According to tradition, many home-owners would toss out a chicken, which the visitors would chase and eventually catch.
It was fun to watch Ms. Kate's husband, Brian, sneaking another chicken out to the field to give it a head start against the chasers.
Guineas are a little faster than the average chicken, and this bird gave the young men a run for their money.
The local guys seemed to enjoy posing for pictures in their traditional chicken-chaser clothing line.
Ms. Kate's husband and son took turns sneaking chickens out to the field to release.
There was some organization to the whole process. There were teams, so these guys were trying their hardest to win chicken points for their team.
We also found out they are trying to win an individual top honor for catching the most chickens.
This motley group had already begged at several other houses, and Mark heard one guy bragging that he had caught 7 chickens so far.
When all of the chickens were caught, the chasers were loaded onto the same trailers pulled by tractors that they had arrived in. Since Ms. Kate's house was the last stop, it was also the beginning of the parade that began with the chicken-chaser-trailers. This was followed by the biggest group of riders on horseback that we have ever seen in a parade. There were close to 200 horses that stretched around the curve in the road.
The guests of honor at the parade must have been the stars of the show today--the chickens.
The floats for this little town parade consisted of trailers decorated in purple, green and gold, filled with people whose purpose in life was getting rid of all the beads in their possession.
Some did it by gentling handing them to people like Denisa standing close to the parade route.
Others thought it was more of a challenge to try to peg their friends that were looking the other direction. Denisa had to agree that it was more fun to snag one out of the air, like those yellow beads that she just caught.
Either way, the beads were amazingly plentiful when a retired woman from far away can accrue this many.

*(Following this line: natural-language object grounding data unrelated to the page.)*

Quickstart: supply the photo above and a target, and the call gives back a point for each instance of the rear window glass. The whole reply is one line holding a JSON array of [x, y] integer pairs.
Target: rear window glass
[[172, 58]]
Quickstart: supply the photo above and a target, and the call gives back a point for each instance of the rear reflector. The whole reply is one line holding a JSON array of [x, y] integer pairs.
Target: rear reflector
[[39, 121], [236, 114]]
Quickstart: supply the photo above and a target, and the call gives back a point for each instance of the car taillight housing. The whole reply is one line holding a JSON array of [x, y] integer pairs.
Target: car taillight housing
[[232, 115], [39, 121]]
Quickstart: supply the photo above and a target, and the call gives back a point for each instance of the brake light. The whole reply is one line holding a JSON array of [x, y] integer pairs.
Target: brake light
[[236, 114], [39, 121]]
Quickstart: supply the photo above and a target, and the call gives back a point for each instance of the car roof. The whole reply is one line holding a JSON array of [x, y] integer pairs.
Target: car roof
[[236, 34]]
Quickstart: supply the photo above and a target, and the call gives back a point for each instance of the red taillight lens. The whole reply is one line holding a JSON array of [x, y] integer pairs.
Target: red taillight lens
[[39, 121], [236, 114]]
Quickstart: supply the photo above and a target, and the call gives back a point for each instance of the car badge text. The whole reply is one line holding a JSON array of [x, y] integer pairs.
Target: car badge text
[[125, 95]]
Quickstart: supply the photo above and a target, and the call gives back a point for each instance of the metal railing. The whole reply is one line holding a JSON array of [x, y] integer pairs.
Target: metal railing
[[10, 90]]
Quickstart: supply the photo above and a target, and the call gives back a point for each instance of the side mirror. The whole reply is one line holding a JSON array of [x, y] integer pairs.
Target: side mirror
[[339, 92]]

We took a group picture of Betty's RV group in our Mardi Gras finery. Betty is in the middle of the group, standing beside Denisa. She is a great hostess, and makes sure that her guests find plenty to do while they are staying in her RV park.
We even got a picture of just the two of us, right before we donated all our beads to a new friend that would recycle them appropriately.
After the parade there was more food, and more music. We got to do some more Cajun two-stepping, and Denisa joined in the line dances as well.
We are making great memories here in Louisiana, learning to understand this Cajun culture that is certainly a lot of fun!